All I did was click on ¨Mexico Classifieds¨ and saw some pretty old submissions with no responses. Then I went to ¨Upgrade Acct. to Premium¨ to sign up for posting at $19.00 per month. I went back to ¨Mexico Classifieds¨ and didn´t see much activity. As I said, maybe I am in the wrong place and need some assistance to find where to use the active ¨Classifieds¨ ? Your help is appreciated. Thanks.


----------



## xabiaxica (Jun 23, 2009)

Corri said:


> All I did was click on ¨Mexico Classifieds¨ and saw some pretty old submissions with no responses. Then I went to ¨Upgrade Acct. to Premium¨ to sign up for posting at $19.00 per month. I went back to ¨Mexico Classifieds¨ and didn´t see much activity. As I said, maybe I am in the wrong place and need some assistance to find where to use the active ¨Classifieds¨ ? Your help is appreciated. Thanks.

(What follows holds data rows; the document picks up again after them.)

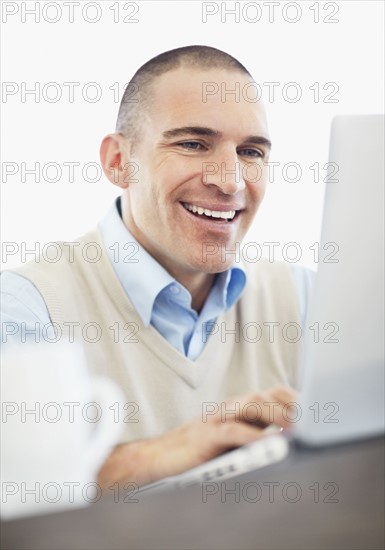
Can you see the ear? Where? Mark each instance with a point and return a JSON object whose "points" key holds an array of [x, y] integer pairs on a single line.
{"points": [[114, 156]]}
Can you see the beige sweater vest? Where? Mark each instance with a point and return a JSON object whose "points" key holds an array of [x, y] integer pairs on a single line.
{"points": [[253, 345]]}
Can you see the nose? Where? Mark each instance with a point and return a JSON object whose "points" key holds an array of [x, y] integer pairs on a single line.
{"points": [[224, 172]]}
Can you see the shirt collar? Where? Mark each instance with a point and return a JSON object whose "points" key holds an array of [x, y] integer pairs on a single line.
{"points": [[146, 278]]}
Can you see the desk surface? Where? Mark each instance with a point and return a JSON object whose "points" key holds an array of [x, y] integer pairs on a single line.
{"points": [[331, 498]]}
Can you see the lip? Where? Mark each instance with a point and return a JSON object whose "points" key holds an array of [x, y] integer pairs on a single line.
{"points": [[213, 225], [216, 207]]}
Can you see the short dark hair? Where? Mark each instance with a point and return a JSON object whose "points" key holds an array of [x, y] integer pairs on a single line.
{"points": [[138, 94]]}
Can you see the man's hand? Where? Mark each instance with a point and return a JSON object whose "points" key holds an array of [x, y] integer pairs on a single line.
{"points": [[195, 442]]}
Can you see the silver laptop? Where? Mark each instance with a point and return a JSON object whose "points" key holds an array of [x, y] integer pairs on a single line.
{"points": [[341, 380]]}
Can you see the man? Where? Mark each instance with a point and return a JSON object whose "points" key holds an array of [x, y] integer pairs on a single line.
{"points": [[183, 327]]}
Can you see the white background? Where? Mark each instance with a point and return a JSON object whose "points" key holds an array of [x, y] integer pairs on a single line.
{"points": [[348, 52]]}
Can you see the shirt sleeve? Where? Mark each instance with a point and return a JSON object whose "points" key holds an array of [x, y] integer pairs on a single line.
{"points": [[24, 314]]}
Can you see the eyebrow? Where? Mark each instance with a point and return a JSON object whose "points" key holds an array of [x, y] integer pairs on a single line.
{"points": [[205, 131]]}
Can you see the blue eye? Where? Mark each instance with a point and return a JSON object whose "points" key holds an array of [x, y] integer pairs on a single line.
{"points": [[191, 145], [254, 153]]}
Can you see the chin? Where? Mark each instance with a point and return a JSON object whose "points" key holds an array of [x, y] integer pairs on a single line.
{"points": [[212, 265]]}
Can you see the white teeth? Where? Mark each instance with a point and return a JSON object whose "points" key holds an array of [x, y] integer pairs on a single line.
{"points": [[211, 213]]}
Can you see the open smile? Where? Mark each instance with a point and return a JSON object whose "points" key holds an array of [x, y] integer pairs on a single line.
{"points": [[217, 215]]}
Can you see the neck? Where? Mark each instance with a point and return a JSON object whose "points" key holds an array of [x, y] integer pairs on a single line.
{"points": [[199, 286]]}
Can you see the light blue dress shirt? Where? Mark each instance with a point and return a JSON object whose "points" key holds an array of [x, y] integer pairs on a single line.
{"points": [[157, 297]]}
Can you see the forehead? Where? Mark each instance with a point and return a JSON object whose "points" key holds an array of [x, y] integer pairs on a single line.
{"points": [[216, 98]]}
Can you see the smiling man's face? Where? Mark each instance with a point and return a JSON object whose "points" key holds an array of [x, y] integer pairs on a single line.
{"points": [[200, 175]]}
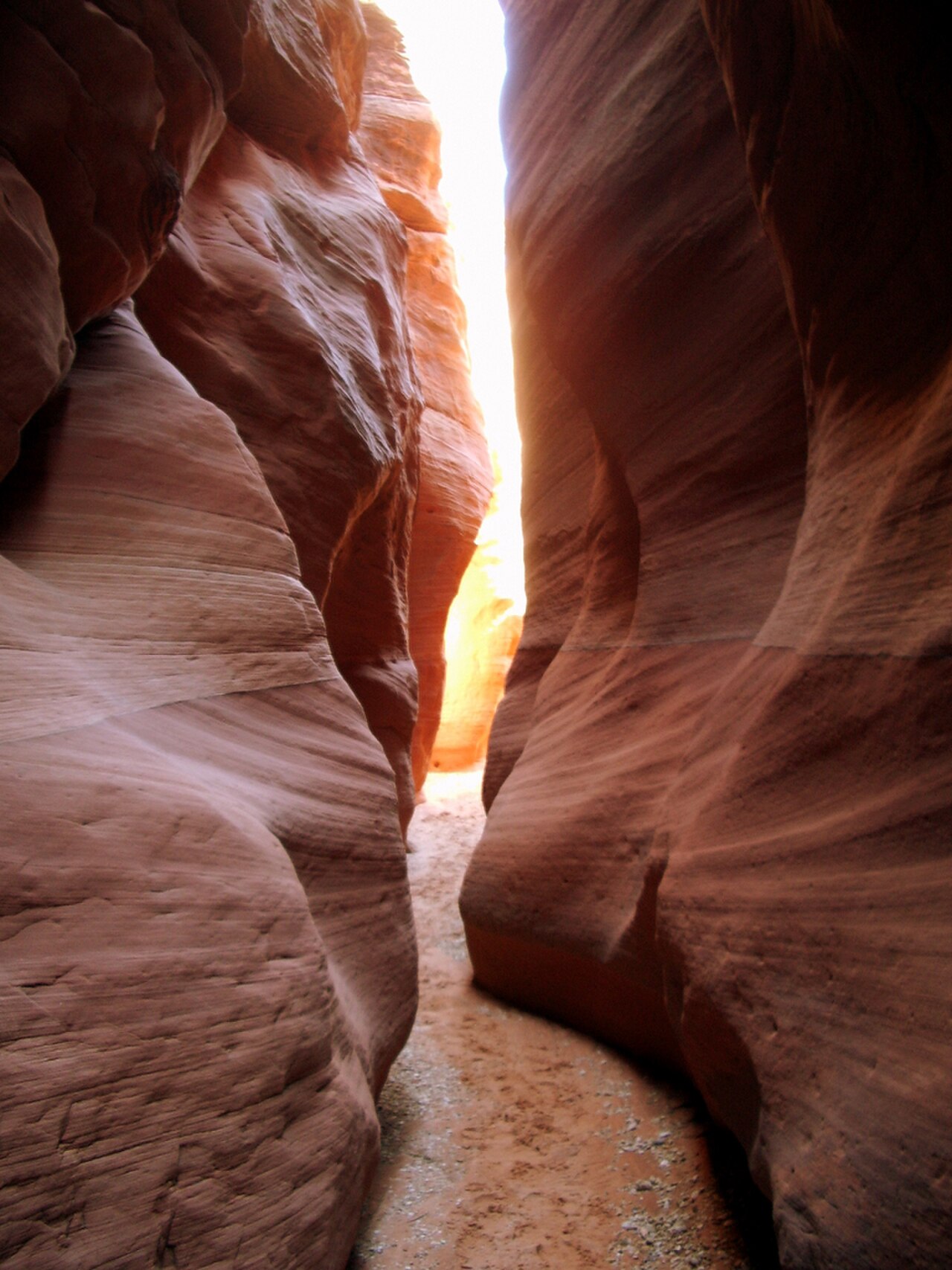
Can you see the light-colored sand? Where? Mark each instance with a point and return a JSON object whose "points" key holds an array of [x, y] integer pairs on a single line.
{"points": [[512, 1144]]}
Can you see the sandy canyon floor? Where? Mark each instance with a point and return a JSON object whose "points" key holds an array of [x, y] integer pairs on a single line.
{"points": [[512, 1144]]}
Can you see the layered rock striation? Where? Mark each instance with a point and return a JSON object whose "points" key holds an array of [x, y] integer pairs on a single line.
{"points": [[718, 783], [208, 686], [402, 138]]}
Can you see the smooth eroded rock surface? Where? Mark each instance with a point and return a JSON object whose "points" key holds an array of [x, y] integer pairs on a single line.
{"points": [[720, 819], [208, 948], [402, 138], [208, 952]]}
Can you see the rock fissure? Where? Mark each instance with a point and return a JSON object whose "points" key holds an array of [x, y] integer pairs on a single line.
{"points": [[251, 481]]}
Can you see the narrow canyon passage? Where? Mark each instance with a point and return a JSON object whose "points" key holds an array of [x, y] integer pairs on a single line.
{"points": [[512, 1142]]}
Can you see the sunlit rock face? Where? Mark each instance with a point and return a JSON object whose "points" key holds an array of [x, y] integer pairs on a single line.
{"points": [[208, 953], [281, 298], [483, 632], [721, 777], [402, 140]]}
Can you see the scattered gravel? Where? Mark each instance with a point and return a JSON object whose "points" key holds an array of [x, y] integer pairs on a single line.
{"points": [[512, 1144]]}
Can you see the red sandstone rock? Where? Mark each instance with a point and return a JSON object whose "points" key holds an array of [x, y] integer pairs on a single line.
{"points": [[208, 945], [402, 138], [725, 837], [208, 948], [39, 346], [108, 112], [281, 298]]}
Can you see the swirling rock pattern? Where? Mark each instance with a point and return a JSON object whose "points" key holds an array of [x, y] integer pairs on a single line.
{"points": [[721, 783], [402, 138], [208, 949]]}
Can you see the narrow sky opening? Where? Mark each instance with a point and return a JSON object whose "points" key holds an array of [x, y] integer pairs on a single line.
{"points": [[457, 60]]}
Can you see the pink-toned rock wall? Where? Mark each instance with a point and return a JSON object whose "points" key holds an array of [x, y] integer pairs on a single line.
{"points": [[281, 298], [208, 949], [721, 817], [402, 138]]}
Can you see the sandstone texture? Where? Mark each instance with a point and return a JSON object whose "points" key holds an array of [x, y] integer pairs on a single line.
{"points": [[720, 780], [483, 632], [206, 677], [402, 140]]}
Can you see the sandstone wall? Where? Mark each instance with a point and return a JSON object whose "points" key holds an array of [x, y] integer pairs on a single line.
{"points": [[720, 810], [208, 950], [402, 138]]}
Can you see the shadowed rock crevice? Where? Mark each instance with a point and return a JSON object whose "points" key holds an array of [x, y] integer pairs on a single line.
{"points": [[752, 337]]}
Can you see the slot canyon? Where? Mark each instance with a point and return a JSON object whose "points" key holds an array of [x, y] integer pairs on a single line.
{"points": [[242, 472]]}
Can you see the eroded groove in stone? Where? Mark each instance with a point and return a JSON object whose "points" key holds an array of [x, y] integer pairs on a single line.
{"points": [[720, 785]]}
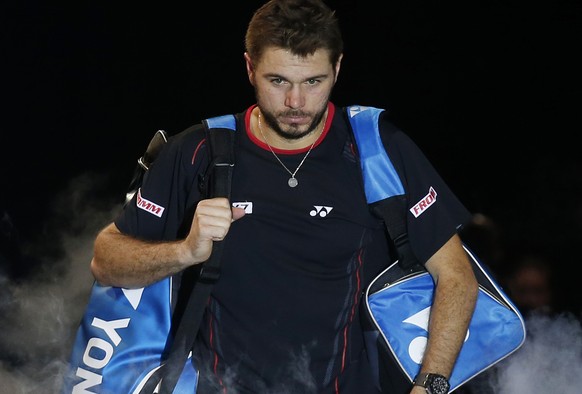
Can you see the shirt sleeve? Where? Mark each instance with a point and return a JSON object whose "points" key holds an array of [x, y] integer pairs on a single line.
{"points": [[434, 213], [162, 208]]}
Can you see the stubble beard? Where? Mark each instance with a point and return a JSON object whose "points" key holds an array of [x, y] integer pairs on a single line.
{"points": [[294, 133]]}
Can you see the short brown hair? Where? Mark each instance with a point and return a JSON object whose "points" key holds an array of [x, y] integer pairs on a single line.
{"points": [[301, 26]]}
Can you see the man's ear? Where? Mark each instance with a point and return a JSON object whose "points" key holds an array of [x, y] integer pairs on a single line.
{"points": [[338, 66], [250, 68]]}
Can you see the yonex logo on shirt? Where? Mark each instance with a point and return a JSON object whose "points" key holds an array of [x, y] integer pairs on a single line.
{"points": [[148, 206], [320, 210], [246, 205], [424, 203]]}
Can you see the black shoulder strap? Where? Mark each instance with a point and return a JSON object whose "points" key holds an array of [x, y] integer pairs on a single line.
{"points": [[220, 136]]}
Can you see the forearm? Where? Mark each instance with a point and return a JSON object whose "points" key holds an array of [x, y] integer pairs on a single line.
{"points": [[450, 316], [453, 305], [124, 261]]}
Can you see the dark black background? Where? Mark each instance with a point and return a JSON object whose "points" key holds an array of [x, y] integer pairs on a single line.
{"points": [[489, 90]]}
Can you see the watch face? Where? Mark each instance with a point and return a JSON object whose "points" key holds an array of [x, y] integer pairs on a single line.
{"points": [[437, 385]]}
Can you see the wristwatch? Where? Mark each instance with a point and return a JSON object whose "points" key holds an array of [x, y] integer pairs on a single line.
{"points": [[433, 383]]}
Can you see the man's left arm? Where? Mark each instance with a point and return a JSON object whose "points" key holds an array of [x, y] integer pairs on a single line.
{"points": [[455, 295]]}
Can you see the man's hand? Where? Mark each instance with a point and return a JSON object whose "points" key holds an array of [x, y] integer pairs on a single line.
{"points": [[211, 222]]}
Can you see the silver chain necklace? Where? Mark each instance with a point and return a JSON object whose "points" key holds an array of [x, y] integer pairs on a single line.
{"points": [[292, 182]]}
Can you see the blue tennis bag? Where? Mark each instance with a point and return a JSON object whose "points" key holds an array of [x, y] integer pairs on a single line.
{"points": [[123, 337], [399, 300]]}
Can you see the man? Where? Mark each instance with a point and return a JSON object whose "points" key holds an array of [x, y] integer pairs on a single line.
{"points": [[285, 315]]}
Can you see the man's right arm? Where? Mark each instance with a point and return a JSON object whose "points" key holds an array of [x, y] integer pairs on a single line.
{"points": [[124, 261]]}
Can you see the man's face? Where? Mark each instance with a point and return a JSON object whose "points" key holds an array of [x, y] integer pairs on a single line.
{"points": [[292, 91]]}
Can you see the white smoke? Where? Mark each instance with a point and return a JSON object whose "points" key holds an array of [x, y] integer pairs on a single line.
{"points": [[550, 361], [40, 314]]}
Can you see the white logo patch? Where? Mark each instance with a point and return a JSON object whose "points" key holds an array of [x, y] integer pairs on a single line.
{"points": [[424, 203], [247, 206], [320, 210], [148, 206]]}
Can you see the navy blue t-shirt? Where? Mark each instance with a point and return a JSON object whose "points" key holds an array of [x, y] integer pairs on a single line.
{"points": [[285, 314]]}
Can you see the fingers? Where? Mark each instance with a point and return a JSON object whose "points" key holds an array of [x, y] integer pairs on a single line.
{"points": [[213, 218]]}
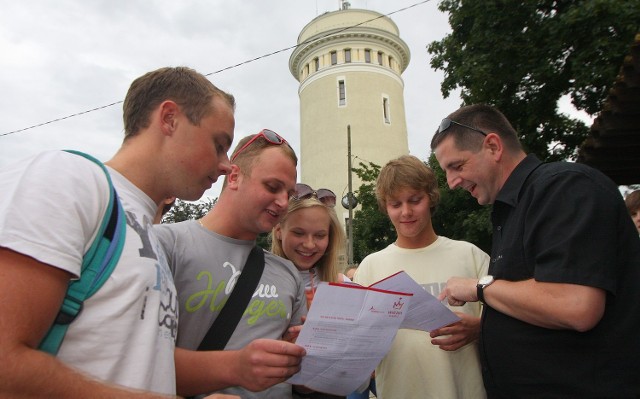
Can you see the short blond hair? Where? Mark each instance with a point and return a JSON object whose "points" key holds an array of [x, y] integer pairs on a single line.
{"points": [[406, 171]]}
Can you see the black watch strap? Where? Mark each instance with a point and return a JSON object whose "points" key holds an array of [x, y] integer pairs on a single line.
{"points": [[480, 292]]}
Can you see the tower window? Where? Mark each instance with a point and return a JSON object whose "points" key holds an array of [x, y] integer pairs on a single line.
{"points": [[385, 110]]}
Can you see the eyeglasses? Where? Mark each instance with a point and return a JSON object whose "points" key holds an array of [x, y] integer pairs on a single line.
{"points": [[324, 195], [269, 135], [446, 124]]}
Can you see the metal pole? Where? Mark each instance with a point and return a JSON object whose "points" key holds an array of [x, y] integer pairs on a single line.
{"points": [[350, 198]]}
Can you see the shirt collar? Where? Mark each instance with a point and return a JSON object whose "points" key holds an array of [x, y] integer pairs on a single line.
{"points": [[513, 186]]}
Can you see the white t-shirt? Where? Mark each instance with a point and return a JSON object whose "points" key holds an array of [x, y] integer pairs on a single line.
{"points": [[413, 367], [50, 209]]}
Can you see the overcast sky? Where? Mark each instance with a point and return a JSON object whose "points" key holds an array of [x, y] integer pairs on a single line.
{"points": [[59, 58]]}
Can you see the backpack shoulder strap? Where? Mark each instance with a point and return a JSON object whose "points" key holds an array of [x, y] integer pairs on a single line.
{"points": [[97, 264]]}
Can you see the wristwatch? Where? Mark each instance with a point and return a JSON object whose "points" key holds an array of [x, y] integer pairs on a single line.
{"points": [[483, 283]]}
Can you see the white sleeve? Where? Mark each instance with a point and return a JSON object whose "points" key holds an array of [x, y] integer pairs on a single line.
{"points": [[51, 207]]}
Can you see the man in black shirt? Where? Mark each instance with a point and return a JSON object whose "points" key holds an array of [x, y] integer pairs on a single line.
{"points": [[562, 302]]}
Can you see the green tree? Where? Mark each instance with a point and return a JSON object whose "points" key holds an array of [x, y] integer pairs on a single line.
{"points": [[458, 215], [523, 56], [183, 210], [372, 230]]}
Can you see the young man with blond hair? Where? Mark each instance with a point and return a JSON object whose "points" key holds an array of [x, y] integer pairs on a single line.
{"points": [[442, 363], [178, 129], [207, 256]]}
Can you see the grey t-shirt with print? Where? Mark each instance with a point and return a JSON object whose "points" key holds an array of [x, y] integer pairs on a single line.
{"points": [[206, 267]]}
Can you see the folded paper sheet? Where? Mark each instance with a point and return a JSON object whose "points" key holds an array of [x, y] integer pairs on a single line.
{"points": [[350, 328]]}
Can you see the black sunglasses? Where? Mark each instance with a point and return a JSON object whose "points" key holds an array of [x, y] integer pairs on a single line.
{"points": [[269, 135], [446, 124], [324, 195]]}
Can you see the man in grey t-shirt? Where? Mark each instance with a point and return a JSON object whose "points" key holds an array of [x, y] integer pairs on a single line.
{"points": [[206, 258]]}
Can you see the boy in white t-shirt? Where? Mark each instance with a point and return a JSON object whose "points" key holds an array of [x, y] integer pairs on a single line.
{"points": [[443, 363]]}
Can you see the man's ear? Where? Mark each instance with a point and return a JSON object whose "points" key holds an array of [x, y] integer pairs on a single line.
{"points": [[234, 177], [493, 143], [169, 112], [278, 232]]}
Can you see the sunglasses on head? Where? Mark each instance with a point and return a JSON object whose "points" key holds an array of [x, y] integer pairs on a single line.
{"points": [[269, 135], [324, 195], [446, 124]]}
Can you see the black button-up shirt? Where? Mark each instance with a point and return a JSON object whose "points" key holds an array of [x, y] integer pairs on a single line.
{"points": [[564, 223]]}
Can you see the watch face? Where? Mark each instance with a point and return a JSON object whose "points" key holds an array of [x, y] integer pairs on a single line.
{"points": [[485, 280]]}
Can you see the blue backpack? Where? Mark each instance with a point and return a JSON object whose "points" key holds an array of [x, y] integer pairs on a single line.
{"points": [[97, 265]]}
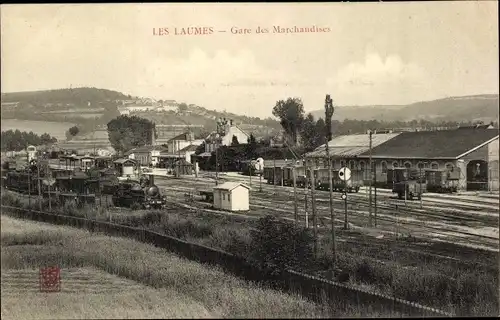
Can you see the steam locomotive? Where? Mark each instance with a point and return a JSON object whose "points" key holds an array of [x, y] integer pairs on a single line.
{"points": [[142, 194]]}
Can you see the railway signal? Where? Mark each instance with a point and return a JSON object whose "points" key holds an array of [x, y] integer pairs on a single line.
{"points": [[345, 174], [329, 109]]}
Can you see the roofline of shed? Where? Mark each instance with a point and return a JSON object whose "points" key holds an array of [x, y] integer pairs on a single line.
{"points": [[478, 147]]}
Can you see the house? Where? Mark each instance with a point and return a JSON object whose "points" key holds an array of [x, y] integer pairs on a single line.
{"points": [[232, 196], [225, 137], [146, 155], [89, 142], [188, 151], [182, 141], [166, 132], [182, 167]]}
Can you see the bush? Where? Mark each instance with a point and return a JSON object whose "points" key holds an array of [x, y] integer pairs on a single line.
{"points": [[279, 245]]}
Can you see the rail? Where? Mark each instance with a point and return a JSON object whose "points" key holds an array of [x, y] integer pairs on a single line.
{"points": [[289, 280]]}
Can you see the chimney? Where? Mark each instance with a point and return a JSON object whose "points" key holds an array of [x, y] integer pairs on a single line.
{"points": [[153, 139]]}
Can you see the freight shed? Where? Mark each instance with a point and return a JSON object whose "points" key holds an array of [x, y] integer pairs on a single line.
{"points": [[472, 153]]}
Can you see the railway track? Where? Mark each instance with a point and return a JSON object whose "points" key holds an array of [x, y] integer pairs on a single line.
{"points": [[386, 213]]}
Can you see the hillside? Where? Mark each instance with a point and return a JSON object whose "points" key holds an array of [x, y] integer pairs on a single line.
{"points": [[465, 108], [76, 96], [85, 106]]}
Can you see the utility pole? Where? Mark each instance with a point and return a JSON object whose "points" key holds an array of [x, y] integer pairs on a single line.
{"points": [[39, 186], [29, 185], [306, 185], [346, 225], [371, 180], [329, 109], [315, 218], [295, 208]]}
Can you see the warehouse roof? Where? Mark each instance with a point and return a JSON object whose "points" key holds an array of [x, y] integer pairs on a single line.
{"points": [[351, 145], [446, 144]]}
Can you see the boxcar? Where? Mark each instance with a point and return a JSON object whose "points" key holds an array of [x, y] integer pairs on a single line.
{"points": [[442, 180], [408, 183], [353, 184]]}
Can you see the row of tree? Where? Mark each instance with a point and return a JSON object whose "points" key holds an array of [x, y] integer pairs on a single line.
{"points": [[126, 132], [311, 133], [17, 140]]}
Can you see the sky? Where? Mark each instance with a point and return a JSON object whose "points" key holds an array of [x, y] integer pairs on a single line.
{"points": [[372, 53]]}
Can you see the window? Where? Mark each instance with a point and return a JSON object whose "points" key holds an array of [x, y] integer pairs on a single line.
{"points": [[449, 167], [384, 166], [351, 164]]}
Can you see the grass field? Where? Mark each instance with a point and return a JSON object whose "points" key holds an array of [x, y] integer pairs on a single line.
{"points": [[386, 265], [105, 277], [55, 129]]}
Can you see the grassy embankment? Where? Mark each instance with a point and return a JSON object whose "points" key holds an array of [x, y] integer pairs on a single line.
{"points": [[465, 289], [146, 282]]}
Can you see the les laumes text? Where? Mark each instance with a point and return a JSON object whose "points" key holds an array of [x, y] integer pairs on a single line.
{"points": [[191, 31]]}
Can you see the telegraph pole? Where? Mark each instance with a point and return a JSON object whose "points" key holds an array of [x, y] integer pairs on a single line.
{"points": [[315, 218], [295, 208], [371, 179], [329, 109], [39, 186], [306, 185]]}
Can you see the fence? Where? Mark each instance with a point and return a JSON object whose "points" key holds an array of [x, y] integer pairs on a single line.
{"points": [[289, 280]]}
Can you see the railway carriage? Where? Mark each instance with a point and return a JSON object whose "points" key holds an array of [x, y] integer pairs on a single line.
{"points": [[408, 183], [143, 193], [300, 176]]}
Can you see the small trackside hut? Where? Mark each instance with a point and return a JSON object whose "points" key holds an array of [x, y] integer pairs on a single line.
{"points": [[232, 196]]}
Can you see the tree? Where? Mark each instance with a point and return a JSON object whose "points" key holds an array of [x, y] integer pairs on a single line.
{"points": [[73, 131], [182, 107], [320, 130], [291, 115], [127, 132], [235, 141], [308, 132], [251, 147]]}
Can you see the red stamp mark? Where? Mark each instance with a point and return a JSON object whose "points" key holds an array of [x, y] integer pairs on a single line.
{"points": [[50, 279]]}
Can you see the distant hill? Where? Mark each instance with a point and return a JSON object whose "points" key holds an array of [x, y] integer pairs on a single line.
{"points": [[75, 96], [87, 105], [465, 108]]}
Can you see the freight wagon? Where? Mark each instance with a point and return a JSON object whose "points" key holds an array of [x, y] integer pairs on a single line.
{"points": [[352, 185], [300, 176], [407, 183]]}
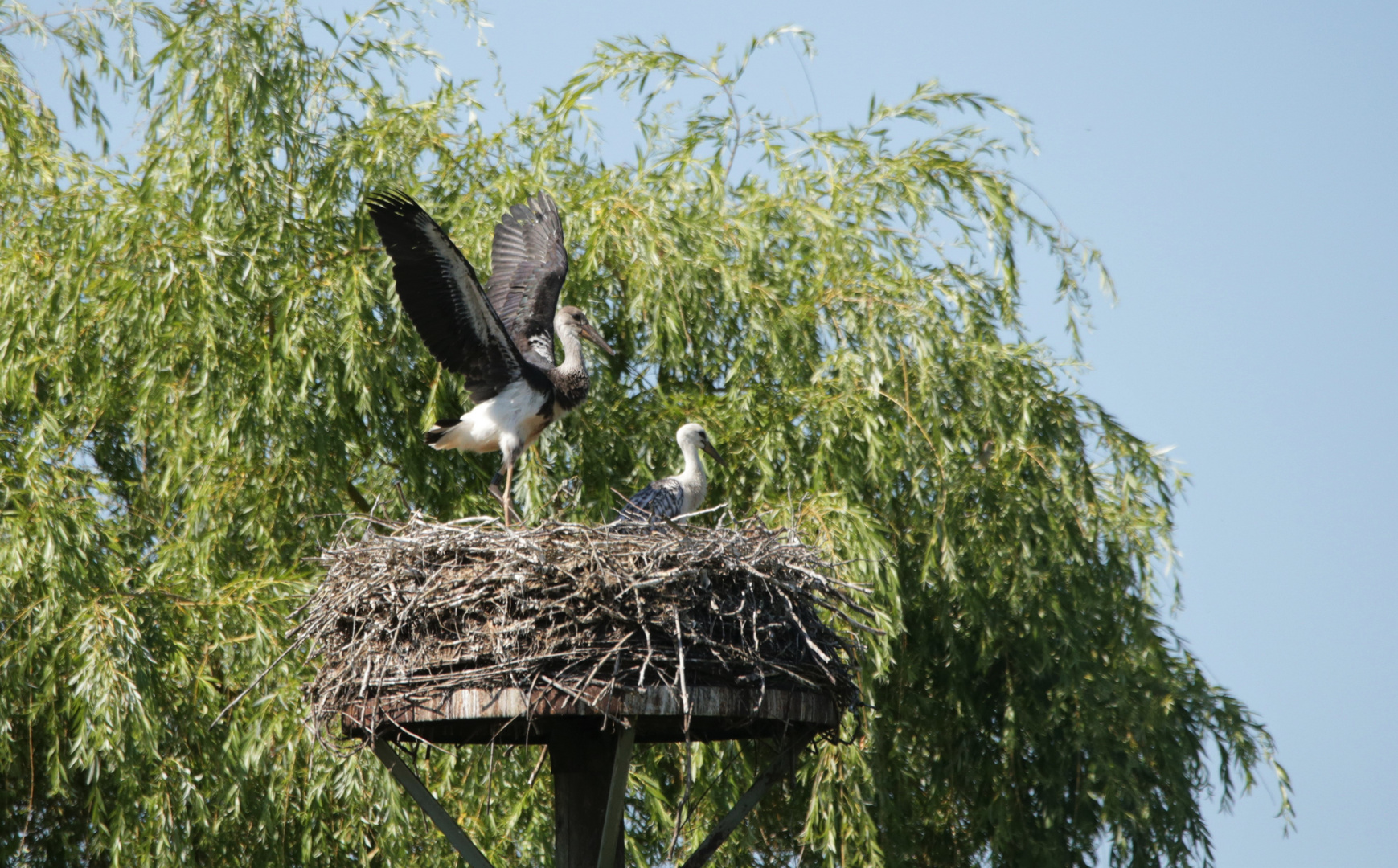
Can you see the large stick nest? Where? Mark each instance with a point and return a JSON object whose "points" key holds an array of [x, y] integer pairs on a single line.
{"points": [[425, 608]]}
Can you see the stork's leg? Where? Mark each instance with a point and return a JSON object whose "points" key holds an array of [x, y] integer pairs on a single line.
{"points": [[498, 493], [509, 478]]}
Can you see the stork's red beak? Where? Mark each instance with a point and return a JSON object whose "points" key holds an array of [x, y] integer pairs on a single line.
{"points": [[713, 452]]}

OK - adverts are placed by Premium Members & response has to be by PM or to contact details given in the adverts - so there won't be 'activity' inasmauch as no-one will reply to the adverts - they are just that, adverts

they are there for as long as the Premium member pays the monthly fee, & then they are removed


the discussion forums are free though - & certainly have a lot of activity !!


----------



## Isla Verde (Oct 19, 2011)

Corri said:


> Why so little action here? And absolutely no responses?
> 
> Or, am I in the wrong place?:crazy:


Corri, are you asking these questions because you're thinking of becoming a Premium Member and wonder if it's a worthwhile thing to do?


----------



## Corri (Nov 2, 2013)

Isla Verde said:


> Corri, are you asking these questions because you're thinking of becoming a Premium Member and wonder if it's a worthwhile thing to do?


Yes, I was looking for the potential return on that format, however, as was explained the responses are all private, I didn´t see an example of the activity other than no responses and posts that were quite old. Thanks for the clarification.


----------



## xabiaxica (Jun 23, 2009)

Corri said:


> Yes, I was looking for the potential return on that format, however, as was explained the responses are all private, I didn´t see an example of the activity other than no responses and posts that were quite old. Thanks for the clarification.


if you look at the page Mexico Classifieds - Expat Forum For People Moving Overseas And Living Abroad you can see how many views an advert has had


----------